The price of gold slid for the fifth straight session on Tuesday continuing a retreat in the metal from its 2014 highs above $1,380 struck mid-March.
On the Comex division of the New York Mercantile Exchange, gold futures for June delivery settled at $1,280.00 an ounce, down $3.80 or 0.3% from Monday’s close to a 7-week low.
Gold was also hurt by fresh outflows from exchange traded funds backed by physical gold. Net redemptions equaled 6.4 tonnes on Monday, the biggest daily reduction since December 23.
Last week was the second week in a row of outflows from all gold ETFs taking total bullion allocated to investors by funds down to 1,759.4 tonnes.
Gold bullion holdings in global ETFs hit a record 2,632 tonnes or 93 million ounces in December 2012, but last year saw net redemptions of 800 tonnes.

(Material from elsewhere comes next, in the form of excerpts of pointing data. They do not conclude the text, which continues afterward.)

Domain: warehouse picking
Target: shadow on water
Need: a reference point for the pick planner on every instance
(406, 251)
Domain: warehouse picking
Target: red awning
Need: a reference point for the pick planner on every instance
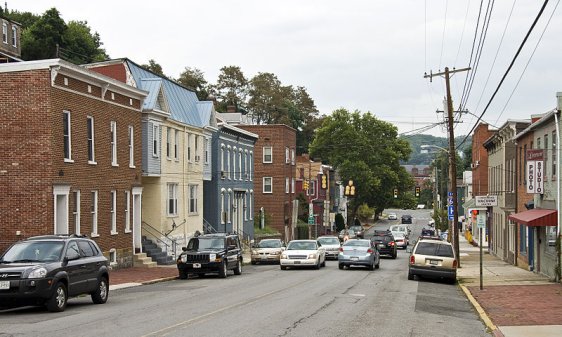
(536, 217)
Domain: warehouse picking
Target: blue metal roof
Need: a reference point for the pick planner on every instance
(182, 103)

Holdings of SPDR Gold Shares (NYSEARCA: GLD) – the world’s largest gold ETF holding more than 45% of the total – have also been on a declining path with 10.5 tonnes pulled out of GLD over the past week.
At the end of the trading day Tuesday, GLD holdings stood at 810.9 tonnes, down from more than 1,350 tonnes in December 2012.
The gold price is still up 7% since the start of the year and the metal’s strong showing in 2014 has surprised a number of forecasters.
On Tuesday, Deutsche Bank became the latest bullion bank to revise upwards its earlier forecast, albeit still below today’s trading range.
Kitco reports the bank, Europe’s second largest, upped its 2014 average gold price estimate by 10% to $1,261 an ounce with a strong second quarter at $1,300 to be followed by $1,250 and $1,200 in the third and fourth quarters:
“We expect gold prices will succumb to positive growth shocks in the US and QE (quantitative easing) tapering since combined these will encourage further advances in US real yields, fresh highs in the S&P 500 and a stronger US dollar,” the bank said.
The S&P 500 did in fact reach a new record on Tuesday at 1,885.52 points after manufacturing data and car sales in the US pointed to a strong economy which boosted the dollar. The greenback and gold usually move in opposite directions.